食べ物の安全性を確保する「HACCP認証」~取得までの流れや期間は?~

「食品衛生法」の改正によって、すべての食品事業者に「HACCP」の導入が求められることになりました。衛生管理を徹底するための「HACCP認証」には、どのくらいの期間がかかって、どのような流れになっているのかについて見ていきましょう。

HACCP認証

HACCPの導入が制度化されることになり、どのように導入をしようか検討されている事業者も多いと思います。重要なのは、導入は事業者だけで可能ですが、「認証・認定」は第三者機関でなければできないということです。

HACCP「認証・認定」機関

〇「民間審査機関による認証」
●フードチェーン全体を適用範囲としている。
●手引書や事例が存在しない製品や業種が多い。
●審査が審査員の力量に左右されてしまう可能性が高い。
●人材教育やコンサルティングなどの費用がかかる可能性が高い。

〇「総合衛生管理製造過程」
●厚生労働省の認証制度。
●対象製品が限られている。レトルト食品、缶詰、容器包装詰加圧加熱殺菌食品、かまぼこ、はんぺんなどの魚肉練製品、清涼飲料水、食肉製品、乳製品。

〇「業界団体認証」
●業界団体による認証は、適用範囲が業界・業種に限られている。HACCP支援法で指定されている認定機関に登録されている団体から自社が該当する協会または、団体等に確認が必要。

◎「地方自治体による認証」
●地域HACCPは独自に定めた基準により審査をする。
●対象製品、適用範囲が限定されている。
●中小企業でも取得しやすい。
※自治体により指定されている機関であることが多いので、自治体のHPなどで確認しましょう。

HACCP認証のスケジュール

大まかな取得までの流れです。

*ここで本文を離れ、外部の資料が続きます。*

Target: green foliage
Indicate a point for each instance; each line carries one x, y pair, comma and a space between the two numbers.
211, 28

あくまで一例ですので、この通りに進めなければならないわけではありません。

①「HACCP担当チームの立上」
「HACCP認証」を取得することを従業員全員に表明し、担当チームを結成します。

②「HACCP担当チームの教育」
「HACCPの知識、必要性」などを理解するためにチームの教育を行います。

③「一般的衛生プログラム(PP)の検討」
HACCPを運用するための基礎をつくります。

④「作業手順(SOP)の作成」
「一般的衛生プログラム(PP)」を管理するために、「作業手順(SOP)」を文書化します。

⑤「衛生標準作業手順書(SSOP)の作成」
クリーニングや※サニーテーションの手順を文書化します。
※サニーテーションは店内を清潔に保つための、衛生面での洗浄や殺菌作業のことです。

⑥「HACCPシステムの構築」
危害分析をし、重要な管理点や管理の基準を設定し「HACCPシステムの構築」をします。

⑦「保存方法および記録の設定」
HACCPを実施したことの記録や保存の方法を決定します。

⑧「問題対応マニュアルの作成」
クレームなどの処理の対応手順書、リコールの手順書を作成します。

⑨「HACCPマニュアルの作成」
全従業員でHACCPに取り組めるようにマニュアルを作成します。

⑩「製品安全データシートの作成」
化学物質等を含む製品の譲渡および、提供する際に添付する取扱説明書を作成します。

⑪「HACCP認証の事前審査」
コンサルティングによる事前審査を受けて、指摘のあった事項を改善します。

⑫「HACCP認証の事前審査」
正式にHACCP認証を取得します。

まとめ

「HACCP」 の認証、認定取得にかかる期間は、各事業者の衛生管理の状況によって違ってきます。少なくとも、数か月は要すると考えておきましょう。